Dans un référé, publié le mois dernier, les Sages de la rue Cambon formulent des recommandations sur la gouvernance financière des Jeux Olympiques et Paralympiques Paris 2024. Même si, par nature, l’exercice commande de se montrer pointilleux, le ton autant que le contenu sonnent comme des avertissements.

COJOP – SOLIDEO : qui fait quoi précisément ?

On le sait, le Comité d’organisation des Jeux olympiques et paralympiques (COJOP) est une association relevant de la loi de 1901 chargée de planifier, d’organiser, de promouvoir et de financer les Jeux de Paris 2024 ainsi que les événements qui y sont associés. De son côté, la Société de livraison des ouvrages olympiques (SOLIDEO) est Établissement public industriel et commercial (Epic) de l’État responsable de la livraison des sites et des infrastructures Olympiques.

Or, si l’un et l’autre « sont aujourd’hui pleinement opérationnels », note la Cour, elle déplore que « la convention globale, qui doit encadrer les responsabilités opérationnelles et financières du COJOP et de la SOLIDEO, ne soit toujours pas signée ». Les Sages de la rue Cambon voient là « un facteur d’insécurité pour la tenue des délais et des coûts, la SOLIDEO ayant notamment besoin que le périmètre des sites Olympiques, placés sous sa responsabilité, soit stabilisé ».

Plus largement, ils redoutent que chacun joue sa partition de son côté. C’est pourquoi « il convient de resserrer la coordination opérationnelle sous l’autorité du Délégué interministériel aux Jeux Olympiques et Paralympiques », d’une part, entre les services de l’État et, d’autre part, entre l’État, la Ville de Paris, le Département de Seine-Saint-Denis et, enfin entre le COJOP et la SOLIDEO.

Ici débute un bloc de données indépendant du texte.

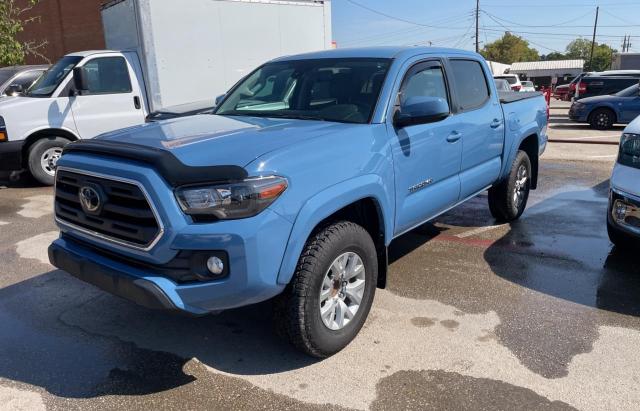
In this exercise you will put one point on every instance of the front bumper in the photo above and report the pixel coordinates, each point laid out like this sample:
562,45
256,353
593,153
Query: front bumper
11,155
254,247
630,221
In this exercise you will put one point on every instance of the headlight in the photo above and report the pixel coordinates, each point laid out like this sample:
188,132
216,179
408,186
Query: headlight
630,150
243,199
3,130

Budget : rester dans les clous

On le rappelle, le budget total des Jeux Olympiques et Paralympiques Paris 2024 s’élève à 7,3 milliards d’euros, 3,9 étant sous l’égide du COJOP et 3,4 sous celle de la SOLIDEO. Une enveloppe qu’il s’agit évidemment de respecter, ce qui sera, au demeurant, « l’un des critères de réussite » des JOP de 2024. Ce qui n’est pas acquis, suggère la Cour des Comptes. « Il subsiste des incertitudes significatives sur le niveau des recettes en dépit de la notification de concours supplémentaires du Comité international olympique (CIO) que ce dernier doit encore officialiser », pointe-t-elle. En cause, l’objectif de 1,1 milliard d’euros de partenariats domestiques qui n’est atteint, en ce début d’année, qu’à hauteur de 46 %. Par ailleurs, les hypothèses de recettes de billetterie, estimées à 1,5 milliard d’euros « pourraient être affectées par les effets de long terme de la crise sanitaire ».

Des paramètres qui conduisent la Cour à préconiser une réduction de voilure : « Il serait opportun que le COJOP teste, par précaution, des scénarios de redimensionnement de son budget, placé sous de plus fortes contraintes de ressources. » Sachant qu’aucune disposition législative ne précise, à ce jour, les modalités de couverture d’un éventuel déficit de l’organisation des JOP même si l’État s’est engagé, sur le principe, à l’assumer.

La Cour des Comptes met en garde contre les écueils d’une navigation à vue. Ainsi, le coût des infrastructures Olympiques portées par la SOLIDEO qui, dans la maquette financière initiale, s’établissait à 1,63 milliard d’euros, s’élève désormais à 1,83 milliard d’euros. Un prévisionnel qui ne comprend « ni le coût prévisionnel de la crise Covid sur les travaux (environ 40 millions d’euros) ni le coût final du phasage de l’opération du village des media au-delà de 2024 » ni l’intégration, « en dépenses comme en recettes, de l’indexation des coûts de la construction », laquelle est évaluée à 190 millions d’euros.

Conclusion de la Cour : il est urgent de procéder à l’actualisation de la maquette avant la fin du premier semestre 2021 et d’ajuster en conséquence les conventions de financement passées avec les collectivités territoriales concernées. Par ailleurs, « la maquette financière de la SOLIDEO n’englobant pas la totalité des investissements réalisés à l’occasion des Jeux Olympiques et Paralympiques par l’État et par les collectivités, une présentation consolidée et transparente de l’ensemble des opérations et financements publics s’avère en outre indispensable ». Pour éviter d’aller dans le mur et que le volet comptable des Jeux ne vampirise leur attrait sportif et sociétal.